Today marks 18 years. September 11, 2001. I will never forget. But, have we begun to forget as a country? As the years roll on, are we pausing less to remember the day terror reigned down on us? Are we allowing the impact of that day to slip away? A new study suggests that Americans move on from mass shootings after just three weeks. This is 18 years.
At the moment I’m feeling numbness. These last few anniversaries I’ve begun to feel farther away, somehow more disconnected. Perhaps because I have created a 3,000-mile barrier between Manhattan and myself. I’m not entirely sure. Perhaps, like my husband has said speaking of his own 9/11 terror, that at some point it feels like your telling someone else’s story.
I’ve always been quick to point out that I was fortunate beyond measure on that incredibly beautiful, sunny New York day. And I truly, truly was. But it doesn’t mean that I have been ok. It doesn’t mean that I don’t STILL suffer from the post-traumatic stress of living and studying in the city during 9/11.
Every anniversary, if I sit still long enough, I can hear the short, chaotic breaths I was gasping, taking me back to third avenue as I ran north with thousands and thousands of others. Not a single taxi, bus, or moving car to be seen. Though the beating of my heart has quieted some, I still catch myself, immediately and unconsciously turning towards the sky when a jet engine seems all too close. I remember the smell. And the ash as it began to collect on my apartment’s windowsill.
September 11th took thousands of lives, robbed families of loved ones, and irreversibly changed more lives than anyone will ever truly know. I never really admitted, or wanted to admit, that fateful September day changed my life forever. I most certainly never thought someday, I’d marry a man whose life was not only nearly taken because of 9/11, but devastatingly, not truly ever recognized or supported as such.
Today, Rais and I have dedicated our entire lives trying to do our part to make a positive, peaceful difference for others. At home, I also strive to bring him peace, safety, and love as well. Just as so much of history has done before, our country’s 9/11 story is selective about who we remember and commemorate. I would certainly not eliminate a soul from the list, simply add other innocent human casualties to our roster. Too many suffered hate in the immediate aftermath of the terror attacks. To this day, so many more continue to be persecuted, harmed, and even killed because of the horrendous terror we experienced on this day, eighteen years ago.

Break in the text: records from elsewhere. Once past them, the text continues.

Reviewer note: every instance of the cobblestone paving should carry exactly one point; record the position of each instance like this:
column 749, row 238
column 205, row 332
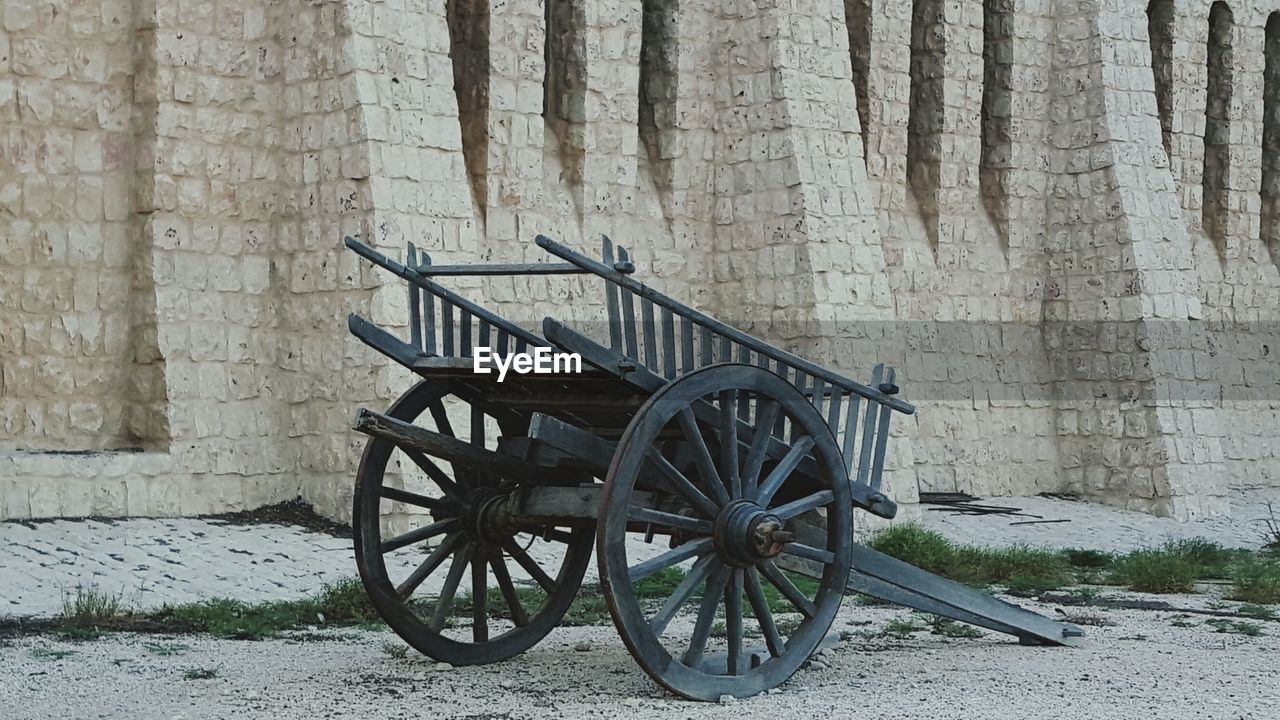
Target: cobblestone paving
column 154, row 561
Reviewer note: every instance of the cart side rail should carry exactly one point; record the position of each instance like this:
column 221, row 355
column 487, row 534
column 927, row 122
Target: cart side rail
column 443, row 323
column 668, row 338
column 718, row 342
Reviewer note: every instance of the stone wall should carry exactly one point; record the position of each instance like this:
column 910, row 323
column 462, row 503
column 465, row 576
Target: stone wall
column 1005, row 200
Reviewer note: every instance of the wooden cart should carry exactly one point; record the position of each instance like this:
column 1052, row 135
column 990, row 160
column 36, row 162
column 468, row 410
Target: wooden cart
column 682, row 443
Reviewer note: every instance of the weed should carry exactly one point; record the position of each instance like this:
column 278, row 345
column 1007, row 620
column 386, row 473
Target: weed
column 1156, row 570
column 912, row 543
column 165, row 650
column 1033, row 568
column 1092, row 619
column 1088, row 559
column 1235, row 627
column 1260, row 611
column 49, row 655
column 1271, row 534
column 1084, row 593
column 778, row 604
column 899, row 628
column 1210, row 557
column 588, row 609
column 949, row 628
column 659, row 584
column 1256, row 579
column 88, row 611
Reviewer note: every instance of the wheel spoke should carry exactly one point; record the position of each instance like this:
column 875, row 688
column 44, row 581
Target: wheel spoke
column 728, row 441
column 530, row 566
column 479, row 598
column 478, row 440
column 411, row 497
column 433, row 472
column 804, row 505
column 712, row 595
column 766, row 415
column 444, row 602
column 688, row 490
column 671, row 520
column 557, row 536
column 734, row 621
column 703, row 456
column 809, row 552
column 789, row 591
column 428, row 565
column 784, row 469
column 682, row 592
column 671, row 557
column 419, row 534
column 508, row 591
column 763, row 615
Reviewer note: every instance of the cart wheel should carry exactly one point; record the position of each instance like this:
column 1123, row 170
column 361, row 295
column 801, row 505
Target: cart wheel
column 726, row 511
column 453, row 537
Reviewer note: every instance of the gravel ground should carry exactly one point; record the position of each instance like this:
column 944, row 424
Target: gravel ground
column 1142, row 666
column 1139, row 664
column 1100, row 527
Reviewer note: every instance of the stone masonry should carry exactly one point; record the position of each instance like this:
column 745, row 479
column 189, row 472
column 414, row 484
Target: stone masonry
column 1056, row 218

Rais and I are working today, a day of service with thousands of others in the Dallas area. I will also take time to quiet my mind, and my heart, as I try to do each and every September 11th, sending love, light, and hope to all of those who lost their lives, lost their loved ones, have succumbed to illness, or are still battling, as the brave first responders and rescuers they were. I also remember the most touching, awe inspiring ways in which we, Americans and human beings, came together – even in the literal crushing of towers, utter chaos, and debris filled streets. We cared for one another mere minutes, hours, days, weeks, and all these years later.
I urge us all to Never Forget. I plead that we care for one another like we did that day. On this eighteenth anniversary, and always, take a few moments to remember how infinitely precious life is. Recall all those who so senselessly lost their lives. Reflect deeply on the compassion, care, and love shown so instinctively and powerfully by so many of our fellow Americans. And I would also urge you to think deeply about those victims, like my husband, who paid (and continue to pay) so dearly for someone else’s crime. Let’s not only recognize these victims of hate and violence, but embrace them on this day of remembrance, and always.